If this happened to you during childhood, you enjoy working for a toxic boss

If you’ve never reported to a domineering dictator-like manager or boss, consider yourself lucky. For the rest of us, the stereotype of the patronizing, entitled Bill Lumbergh-Esque office manager is all too real. Puzzlingly, tyrannical managers, bosses, and leaders always seem to have their fair share of supporters and sycophants. 

Why in the world would anyone enjoy working for a boss who treats his or her employees like pawns on a chessboard? A new study from San Francisco State University set out to explore this conundrum and came to an unexpected conclusion.

Researchers discovered a connection between an individual’s family dynamics and home environment growing up and their preference in leaders as an adult. More specifically, they found that children who are raised with a high level of conflict at home often grow up to be drawn toward leaders with “socially undesirable traits.”

“We see it all the time — where the obnoxious leader rises to the top, but we don’t know much about why,” says San Francisco State University Assistant Professor of Management Dayna Herbert Walker in a release. “Tyrants, whether they be in the boardroom or in politics, wouldn’t have the power they do if followers didn’t support them. We often look to leaders to explain leadership, but we should also be looking to followers.”

Data from the Fullerton Longitudinal Study, a long-term project that tracked 130 individuals throughout their lives, was used for this research. To start, the research team examined data collected on participants in 1996, when they were all around 17 years old. At that time, subjects were asked how often yelling, physical violence or criticism occurred in their home.

Then, 20 years later in 2016 those same adults were contacted once again and asked about the ideal qualities they look for in a leader. Each person was given a list of 10 qualities considered by researchers to be tyrannical (pushy, manipulative, conceited, obnoxious, selfish, demanding, loud, power-hungry, dominant, and domineering), and asked if they would like to see those traits in an ideal leader.

“It’s critical that we asked about ideal leadership and not just leadership in general,” Herbert Walker adds, “because we really wanted to get at a person’s favored leadership image, the characteristics they ideally want to see in their leaders.”

Once this study’s authors compared participants’ responses in 1996 to their leadership preferences in 2016, a “strong positive connection” was noted between growing up with lots of conflict at home and preferring a leader with toxic traits.

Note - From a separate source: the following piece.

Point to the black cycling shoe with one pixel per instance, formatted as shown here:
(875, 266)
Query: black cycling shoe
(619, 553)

Even after accounting for personality and gender, the research team says an individual who grew up in a high conflict environment is 20% more likely to support tyrannical leadership.

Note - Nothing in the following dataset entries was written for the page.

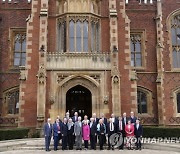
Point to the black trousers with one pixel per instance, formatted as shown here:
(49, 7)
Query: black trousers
(56, 141)
(64, 142)
(70, 141)
(138, 143)
(121, 147)
(101, 141)
(93, 141)
(86, 144)
(47, 142)
(109, 135)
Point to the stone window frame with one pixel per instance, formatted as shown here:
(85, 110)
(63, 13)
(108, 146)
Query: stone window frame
(149, 102)
(5, 101)
(142, 32)
(12, 33)
(174, 96)
(169, 42)
(90, 18)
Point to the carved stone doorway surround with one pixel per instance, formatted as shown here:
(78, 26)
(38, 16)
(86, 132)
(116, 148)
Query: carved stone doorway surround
(62, 82)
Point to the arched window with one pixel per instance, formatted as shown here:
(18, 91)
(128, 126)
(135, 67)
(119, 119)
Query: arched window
(136, 50)
(85, 36)
(175, 36)
(71, 36)
(12, 101)
(142, 102)
(178, 102)
(19, 48)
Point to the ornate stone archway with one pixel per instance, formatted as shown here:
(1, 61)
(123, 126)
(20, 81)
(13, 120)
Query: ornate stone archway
(59, 106)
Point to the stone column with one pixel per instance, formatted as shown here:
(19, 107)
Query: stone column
(116, 97)
(160, 63)
(41, 88)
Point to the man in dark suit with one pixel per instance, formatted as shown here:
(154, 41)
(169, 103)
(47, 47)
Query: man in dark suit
(111, 129)
(56, 132)
(121, 130)
(101, 130)
(96, 120)
(93, 132)
(64, 132)
(133, 118)
(75, 117)
(78, 133)
(105, 122)
(124, 120)
(48, 133)
(138, 131)
(70, 134)
(114, 119)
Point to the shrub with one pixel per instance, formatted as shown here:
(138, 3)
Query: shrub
(161, 132)
(16, 133)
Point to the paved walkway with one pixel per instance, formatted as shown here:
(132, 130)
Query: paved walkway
(36, 146)
(90, 152)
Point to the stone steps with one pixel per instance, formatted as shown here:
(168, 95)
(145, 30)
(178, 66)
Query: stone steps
(38, 144)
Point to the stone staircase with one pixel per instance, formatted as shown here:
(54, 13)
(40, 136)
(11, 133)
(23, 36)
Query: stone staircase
(38, 144)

Where is this connection coming from? Professor Herbert Walker theorizes that dysfunctional, high conflict homes often include tyrannical parenting techniques. So, children raised in these environments may become accustomed to such behavior.

These findings are quite relevant for followers, but Professor Herbert Walker also says her work could prove useful for the offending bosses themselves. Overbearing managers may be acting in a tyrannical manner because of events from their past as well. 

“The first step is getting them to question their assumptions about why they do what they do,” she concludes. “Maybe they’ll realize that they believe this, because that’s how their dad behaved and he was successful in business. And so they believe that’s how they’re supposed to act.”

The full study can be found here, published in the Journal of Leadership & Organizational Studies.